Willowick Golf Course has long been a marvel: The oldest 18-hole public golf course in Orange County, it's a place where any working-class stiff or retiree can enjoy a round in the middle of the barrio. And it's also endangered. For years, the cities of Santa Ana and Garden Grove (which owns its 100 acres) have drafted various plans to level the greens and replace it with . . . something. A water park. More housing and shopping. A terminus for a proposed light-rail system.
Elitist bastards. Go to Willowick's clubhouse restaurant on a Monday morning, and you see all the culture a city needs. Vietnam and Korean vets chiding the Desert Storm and Iraq War young guns in their group. Middle-class Chicanos getting in a quick game before going off to bigger and better courses later in the week with their gabacho bosses; ladies in their LPGA best. The Budweiser and Jameson flow freely, even at 8 in the morn. And everyone enjoys as honest and cheap a breakfast as there is left in this ever-gentrifying county.
It's Norms for duffers: pancakes, omelets, breakfast sandwiches, even a great breakfast burrito. A whiteboard offers the daily specials—sometimes, it might be Spam and eggs your way; other days, it's a “pancake sandwich,” which is really nothing more than two pancakes over eggs and your choice of meat, with crunchy hash browns on the side. Lunch brings salads, fat sandwiches and one of the better tri-tips around. The burger is probably the best thing here, a steamed ham of glory.

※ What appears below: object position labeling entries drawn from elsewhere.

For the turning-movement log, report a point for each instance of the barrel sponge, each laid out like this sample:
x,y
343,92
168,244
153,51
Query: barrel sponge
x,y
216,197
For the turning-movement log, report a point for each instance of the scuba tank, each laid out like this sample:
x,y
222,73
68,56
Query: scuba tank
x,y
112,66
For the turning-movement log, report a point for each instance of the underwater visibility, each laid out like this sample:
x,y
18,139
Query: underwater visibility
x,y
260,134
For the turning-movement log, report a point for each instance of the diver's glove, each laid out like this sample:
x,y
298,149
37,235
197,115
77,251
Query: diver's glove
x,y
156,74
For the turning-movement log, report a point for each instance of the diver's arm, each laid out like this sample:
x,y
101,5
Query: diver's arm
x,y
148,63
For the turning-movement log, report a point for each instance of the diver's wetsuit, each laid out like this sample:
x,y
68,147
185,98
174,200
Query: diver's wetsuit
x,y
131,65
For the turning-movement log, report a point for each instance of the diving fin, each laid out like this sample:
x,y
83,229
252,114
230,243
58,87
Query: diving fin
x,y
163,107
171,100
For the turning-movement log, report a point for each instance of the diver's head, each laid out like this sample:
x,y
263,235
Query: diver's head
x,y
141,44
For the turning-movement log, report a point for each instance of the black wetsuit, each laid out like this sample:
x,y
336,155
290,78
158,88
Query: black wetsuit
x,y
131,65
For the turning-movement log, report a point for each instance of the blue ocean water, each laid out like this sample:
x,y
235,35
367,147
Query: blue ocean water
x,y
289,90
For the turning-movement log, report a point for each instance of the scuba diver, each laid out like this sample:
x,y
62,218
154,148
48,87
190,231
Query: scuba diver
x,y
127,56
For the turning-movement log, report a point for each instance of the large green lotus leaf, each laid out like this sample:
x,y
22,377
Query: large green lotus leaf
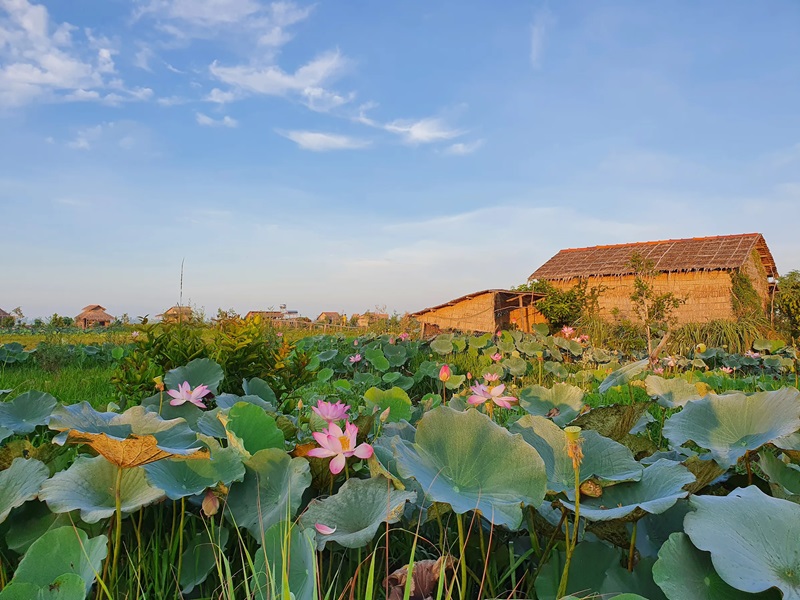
x,y
88,486
660,487
200,371
27,411
682,571
356,511
455,459
180,478
290,549
395,399
730,425
271,491
250,429
19,483
200,557
65,587
59,552
752,539
784,479
604,459
623,375
673,392
596,573
562,403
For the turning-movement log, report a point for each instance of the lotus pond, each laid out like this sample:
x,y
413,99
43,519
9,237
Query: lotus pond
x,y
495,466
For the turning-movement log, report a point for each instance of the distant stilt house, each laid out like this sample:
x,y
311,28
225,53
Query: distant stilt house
x,y
715,275
485,311
176,314
93,315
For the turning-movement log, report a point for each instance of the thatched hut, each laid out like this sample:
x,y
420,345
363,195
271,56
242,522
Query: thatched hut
x,y
93,315
176,314
715,275
486,311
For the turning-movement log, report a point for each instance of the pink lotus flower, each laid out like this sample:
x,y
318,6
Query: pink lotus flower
x,y
340,445
481,394
331,412
185,394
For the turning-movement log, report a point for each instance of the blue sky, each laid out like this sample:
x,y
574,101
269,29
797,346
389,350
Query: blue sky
x,y
346,155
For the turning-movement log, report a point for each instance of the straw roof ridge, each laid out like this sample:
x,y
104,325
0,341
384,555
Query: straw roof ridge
x,y
713,253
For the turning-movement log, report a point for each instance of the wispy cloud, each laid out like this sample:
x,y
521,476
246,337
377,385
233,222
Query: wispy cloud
x,y
206,121
318,141
461,149
542,23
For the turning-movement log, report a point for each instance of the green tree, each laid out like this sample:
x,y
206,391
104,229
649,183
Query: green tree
x,y
656,311
787,302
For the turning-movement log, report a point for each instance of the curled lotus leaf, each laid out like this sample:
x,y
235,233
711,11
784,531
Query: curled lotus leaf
x,y
19,483
660,487
673,392
454,458
270,492
562,402
88,485
604,459
356,511
682,571
733,424
26,412
752,539
131,439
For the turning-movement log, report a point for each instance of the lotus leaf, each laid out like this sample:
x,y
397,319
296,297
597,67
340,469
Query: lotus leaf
x,y
623,375
88,486
455,459
26,412
752,539
660,487
271,560
131,439
682,571
356,511
395,399
199,558
562,402
271,491
250,429
19,483
604,459
180,478
733,424
200,371
671,393
62,551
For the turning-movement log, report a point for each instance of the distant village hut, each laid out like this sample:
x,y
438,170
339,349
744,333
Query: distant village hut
x,y
93,315
485,311
176,314
713,274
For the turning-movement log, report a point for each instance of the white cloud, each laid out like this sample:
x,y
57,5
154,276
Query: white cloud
x,y
423,131
542,23
207,121
461,149
318,141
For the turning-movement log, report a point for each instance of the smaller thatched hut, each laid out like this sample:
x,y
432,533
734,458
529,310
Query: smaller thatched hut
x,y
176,314
93,315
485,311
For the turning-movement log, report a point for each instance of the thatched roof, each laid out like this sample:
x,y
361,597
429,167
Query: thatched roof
x,y
724,252
507,297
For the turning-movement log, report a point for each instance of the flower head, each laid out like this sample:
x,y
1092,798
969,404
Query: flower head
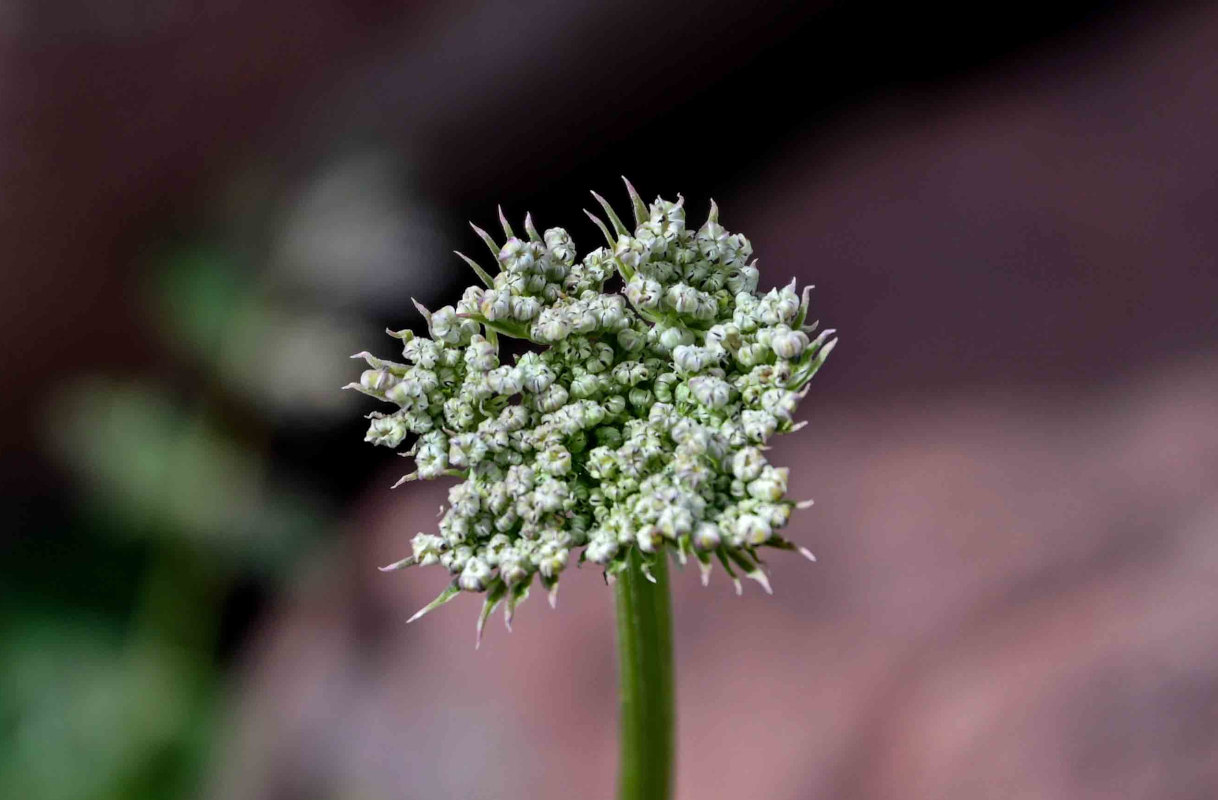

Yeah, this is simple food. But it's a place that brought back my pal from the grips of stage-four cancer, a man we know as the Butcher because he has practiced the craft for 35 years. He loves hipster food, knows his Jason Quinns from Carlos Salgados. But this is where the Butcher is at peace, complementing a changing city and fearing what will happen to his beloved Willowick: If it's good enough for him, it's great for the rest of us. In the meanwhile, all we can do is grub and drink—and you should, too, while you can.